La vicenda è stata riportata sul Foglio da Micol Flammini, che apre l’articolo con la parte finale dell’articolo redatto dallo stesso Williamson, e pubblicato sul Wall Street Journal, per dare un quadro alla vicenda che si è consumata tra il 2 e il 5 di aprile. Scrive il giornalista: «Dove appaiano i miei scritti non è davvero importante, non è una domanda rilevante. Quello che conta è come il tribalismo alimentato dalla rabbia dei social media, specialmente Twitter, abbia infettato le pagine degli editoriali e, in parte, il resto del giornalismo. Twitter si basa sull’offerta di marchi di affiliazione o emarginazione. La sinistra urla Razzisti e la destra urla Fake news. Non c’è molto che io possa fare in proposito se non trattare i social media con il basso riguardo che meritano. Ma quando si tratta di cosa appare nei nostri giornali o riviste, le vecchie regole dovrebbero ancora contare: lavorare, fare domande, dare ai lettori una ragione per ritenere che ciò che viene pubblicato abbia qualche fondamento di onestà intellettuale».

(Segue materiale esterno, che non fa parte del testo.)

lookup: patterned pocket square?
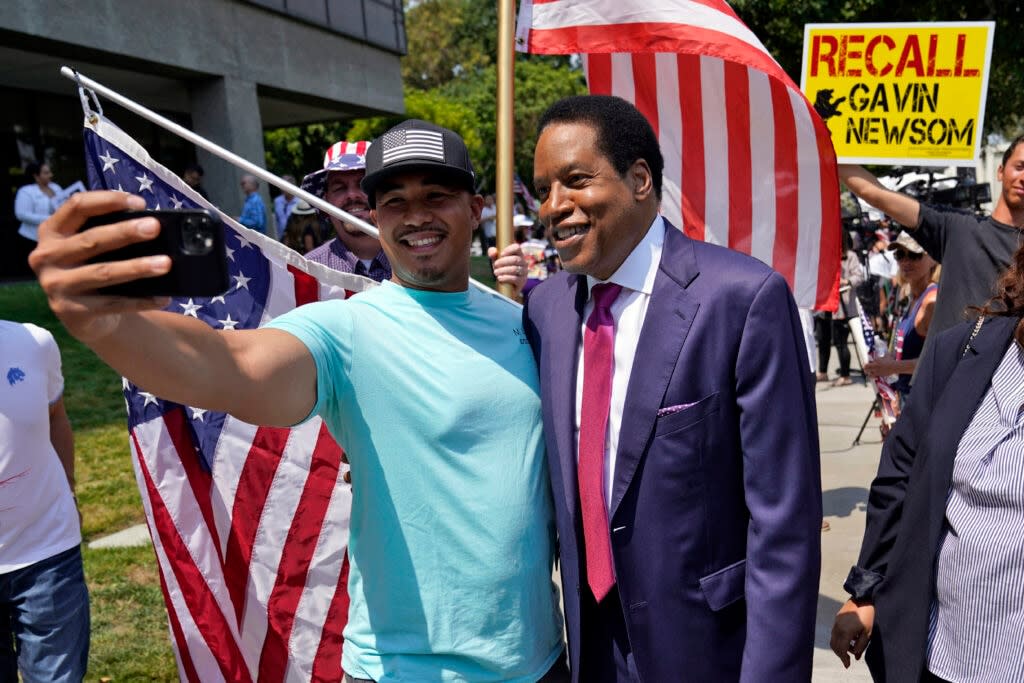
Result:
[657,401,697,418]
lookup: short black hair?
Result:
[537,95,665,200]
[1002,135,1024,166]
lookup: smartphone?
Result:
[82,209,228,297]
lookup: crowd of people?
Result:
[6,95,1024,683]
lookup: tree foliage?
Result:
[347,0,587,189]
[732,0,1024,137]
[264,0,586,189]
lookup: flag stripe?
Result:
[259,426,341,681]
[723,61,754,254]
[748,69,778,263]
[164,408,223,564]
[785,88,823,300]
[150,548,202,683]
[224,427,288,626]
[290,463,352,680]
[311,553,349,683]
[288,263,319,306]
[669,54,708,242]
[529,24,793,83]
[586,53,611,95]
[132,434,252,683]
[630,52,659,137]
[700,56,732,246]
[530,0,764,52]
[805,107,842,310]
[770,76,800,287]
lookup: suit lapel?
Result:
[545,275,587,519]
[925,317,1018,542]
[609,221,699,520]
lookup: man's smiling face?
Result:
[534,123,653,280]
[371,171,483,292]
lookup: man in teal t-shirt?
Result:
[34,121,568,683]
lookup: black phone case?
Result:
[82,209,228,297]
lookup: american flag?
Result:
[380,129,444,166]
[85,118,376,683]
[516,0,840,310]
[850,298,899,425]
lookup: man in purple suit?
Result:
[523,96,821,683]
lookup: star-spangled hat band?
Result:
[300,140,370,199]
[359,119,476,209]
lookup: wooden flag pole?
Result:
[495,0,515,297]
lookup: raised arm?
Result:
[839,164,921,230]
[29,191,316,426]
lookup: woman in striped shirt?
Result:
[831,241,1024,683]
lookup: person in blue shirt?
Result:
[273,175,299,240]
[31,120,568,683]
[239,175,266,232]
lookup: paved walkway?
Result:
[89,362,881,683]
[814,379,882,683]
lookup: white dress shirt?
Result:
[575,216,666,509]
[14,182,60,242]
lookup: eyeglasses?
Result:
[893,249,925,261]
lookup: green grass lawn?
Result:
[0,257,495,682]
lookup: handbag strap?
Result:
[961,315,985,358]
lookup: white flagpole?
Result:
[60,67,379,238]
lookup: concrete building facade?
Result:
[0,0,406,276]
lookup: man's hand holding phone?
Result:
[29,190,180,342]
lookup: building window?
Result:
[248,0,406,54]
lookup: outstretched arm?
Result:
[839,164,921,230]
[29,191,316,426]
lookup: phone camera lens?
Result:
[181,216,214,256]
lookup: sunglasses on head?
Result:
[893,249,925,261]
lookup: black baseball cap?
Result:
[359,119,476,209]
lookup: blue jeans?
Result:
[0,546,89,683]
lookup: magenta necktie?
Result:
[578,284,623,602]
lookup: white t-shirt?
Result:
[0,321,82,573]
[480,206,498,238]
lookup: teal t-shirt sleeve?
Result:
[263,301,352,424]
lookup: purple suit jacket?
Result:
[523,226,821,683]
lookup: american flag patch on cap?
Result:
[381,129,444,166]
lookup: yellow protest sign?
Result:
[801,22,995,166]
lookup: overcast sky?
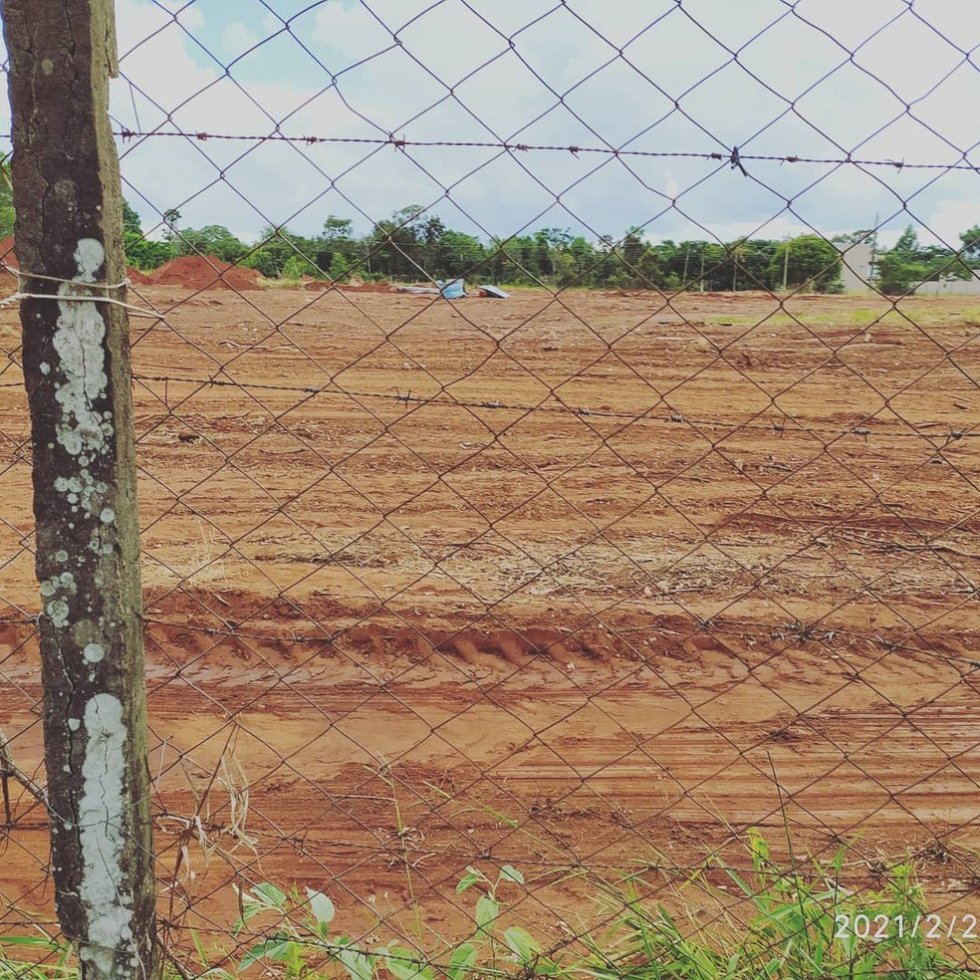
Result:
[5,0,980,243]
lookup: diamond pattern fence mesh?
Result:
[0,0,980,976]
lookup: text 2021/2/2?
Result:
[834,912,980,942]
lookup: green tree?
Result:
[769,235,841,292]
[174,225,248,262]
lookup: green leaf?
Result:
[385,948,432,980]
[456,867,483,895]
[476,895,500,931]
[504,926,541,965]
[446,943,477,980]
[306,888,337,936]
[500,864,524,885]
[238,936,292,970]
[338,946,374,980]
[249,881,286,911]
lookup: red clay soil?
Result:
[147,255,262,292]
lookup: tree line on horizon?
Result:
[0,164,980,294]
[124,203,980,294]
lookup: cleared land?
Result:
[0,286,980,948]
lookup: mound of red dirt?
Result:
[147,255,262,292]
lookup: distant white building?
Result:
[838,242,875,293]
[914,272,980,296]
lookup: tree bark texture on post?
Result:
[0,0,158,980]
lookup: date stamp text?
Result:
[834,912,980,943]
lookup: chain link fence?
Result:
[0,0,980,976]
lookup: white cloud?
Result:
[3,0,980,247]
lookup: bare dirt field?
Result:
[0,286,980,956]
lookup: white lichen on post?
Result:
[41,238,113,632]
[78,694,133,978]
[0,0,160,968]
[54,238,112,460]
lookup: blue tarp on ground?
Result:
[436,279,466,299]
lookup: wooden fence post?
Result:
[0,0,158,980]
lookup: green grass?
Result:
[0,832,976,980]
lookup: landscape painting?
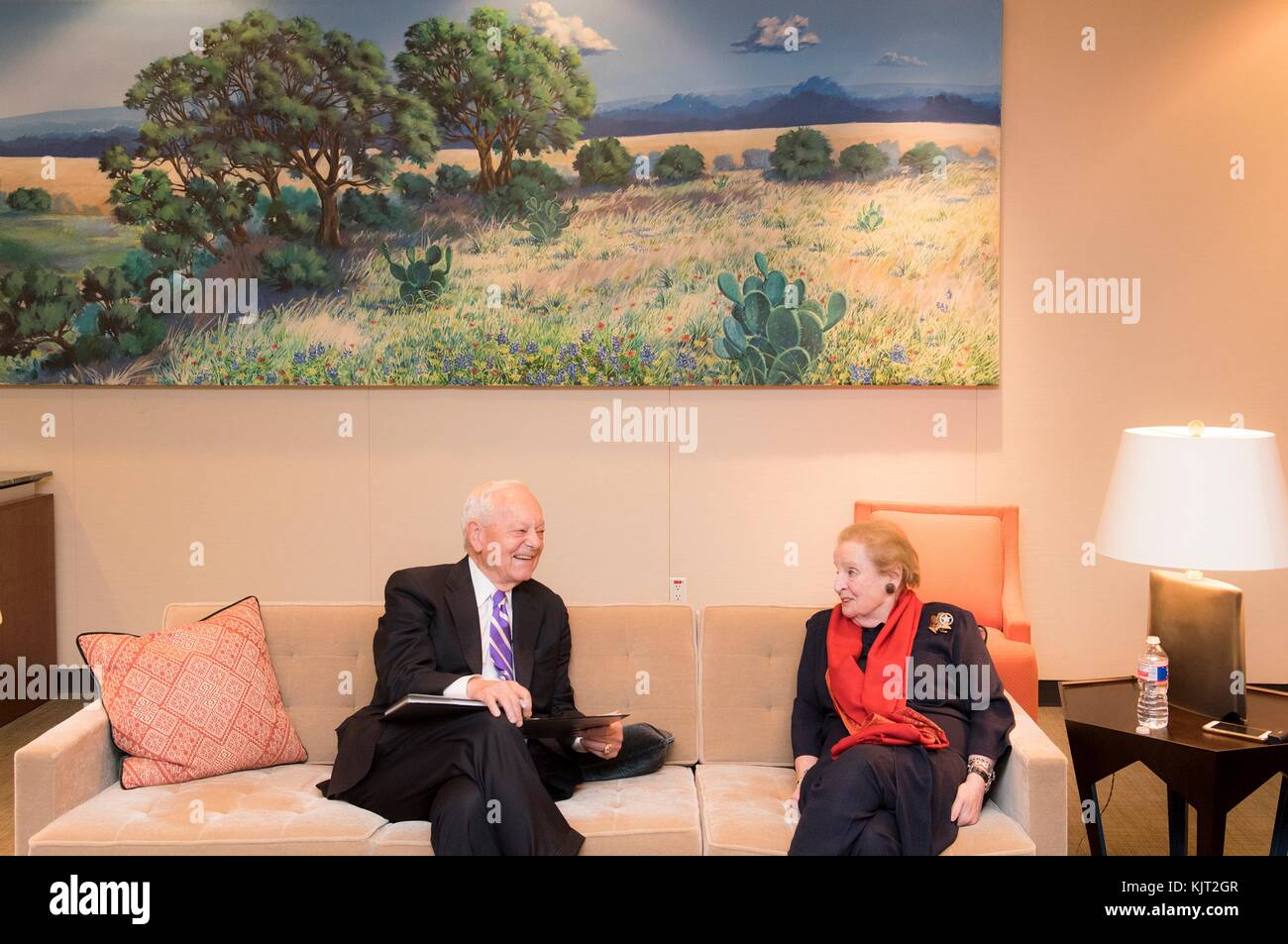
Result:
[0,0,1002,387]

La questione centrale della vicenda infatti è che Williamson non è stato attaccato per il suo primo pezzo pubblicato sull’Atlantic il 2 di aprile, bensì per una frase pubblicata su Twitter anni addietro, e inerente l’aborto – che per lui «non è come buttare la spazzatura, o fare una frode finanziaria , o guidare a 57 miglia all’ora in un posto dove il limite è 55. Se non è un omicidio, allora non è moralmente più significativo del farsi togliere un dente. Se l’aborto non è un omicidio, allora non ci sono nemmeno reali argomenti per proibirlo. Ma se è omicidio, dobbiamo discutere più seriamente su cosa potremmo fare per mettervi fine» – e la pena capitale. Un tweet non molto liberal per i canoni di pensiero odierno, che evidente non è piaciuto al MiniVer del Grande Fratello (il Ministero della Verità...).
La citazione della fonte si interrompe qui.